In Colorado River Basin, Groundwater Is Disappearing Much Faster than Lake Mead [View all]

In Colorado River Basin, Groundwater Is Disappearing Much Faster than Lake Mead

The mineral-stained canyon walls and the plunging water levels at Lake Mead, the nation’s largest reservoir, are the most visible signs of the driest 14-year period in the Colorado River Basin’s historical record.

But the receding shorelines at the Basin’s major reservoirs — including Lake Mead, which fell to a record-low level this month, and Lake Powell, the second largest reservoir on the Colorado, 290 kilometers (180 miles) upstream from Mead — are an insignificant hydrological change compared to the monumental disruption taking place underground.

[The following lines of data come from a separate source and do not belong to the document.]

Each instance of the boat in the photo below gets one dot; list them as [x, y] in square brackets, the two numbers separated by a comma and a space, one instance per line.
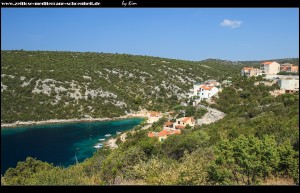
[99, 145]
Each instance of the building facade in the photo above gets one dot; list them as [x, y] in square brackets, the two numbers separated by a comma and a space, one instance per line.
[270, 67]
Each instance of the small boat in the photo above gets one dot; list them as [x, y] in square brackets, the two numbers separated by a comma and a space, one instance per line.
[99, 145]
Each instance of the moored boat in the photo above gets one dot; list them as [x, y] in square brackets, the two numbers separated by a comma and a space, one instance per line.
[99, 145]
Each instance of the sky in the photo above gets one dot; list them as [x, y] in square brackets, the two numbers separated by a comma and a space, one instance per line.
[235, 34]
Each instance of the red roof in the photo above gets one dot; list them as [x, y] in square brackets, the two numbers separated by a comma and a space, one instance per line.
[154, 114]
[174, 132]
[169, 123]
[247, 68]
[179, 127]
[163, 133]
[266, 63]
[186, 119]
[206, 87]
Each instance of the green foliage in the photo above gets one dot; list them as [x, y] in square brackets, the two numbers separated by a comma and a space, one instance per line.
[129, 82]
[249, 160]
[175, 145]
[24, 171]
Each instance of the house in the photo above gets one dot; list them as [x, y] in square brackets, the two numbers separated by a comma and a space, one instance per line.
[250, 71]
[162, 135]
[289, 85]
[270, 67]
[204, 90]
[287, 67]
[168, 125]
[153, 116]
[181, 123]
[276, 93]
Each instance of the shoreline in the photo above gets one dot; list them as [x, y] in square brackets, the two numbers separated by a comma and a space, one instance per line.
[54, 121]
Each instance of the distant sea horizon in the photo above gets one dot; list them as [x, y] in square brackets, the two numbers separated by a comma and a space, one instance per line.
[58, 143]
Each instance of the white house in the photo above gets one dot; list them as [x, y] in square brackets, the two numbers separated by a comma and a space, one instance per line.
[181, 123]
[204, 91]
[250, 71]
[289, 85]
[153, 117]
[270, 67]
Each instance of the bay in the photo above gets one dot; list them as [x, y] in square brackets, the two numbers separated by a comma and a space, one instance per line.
[60, 144]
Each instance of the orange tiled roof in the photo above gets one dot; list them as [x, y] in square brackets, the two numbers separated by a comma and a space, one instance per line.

Satellite data show that in the last nine years, as a powerful drought held fast and river flows plummeted, the majority of the freshwater losses in the Basin — nearly 80 percent — came from water pumped out of aquifers.

The decrease in groundwater reserves is a volume of water equivalent to one and a half times the amount held in a full Lake Mead, according to a study published today in the journal Geophysical Research Letters.

“We didn’t think it would be this bad,” said Stephanie Castle, a researcher at the University of California, Irvine, and the study’s lead author. “Basin-wide groundwater losses are not well documented. The number was shocking.”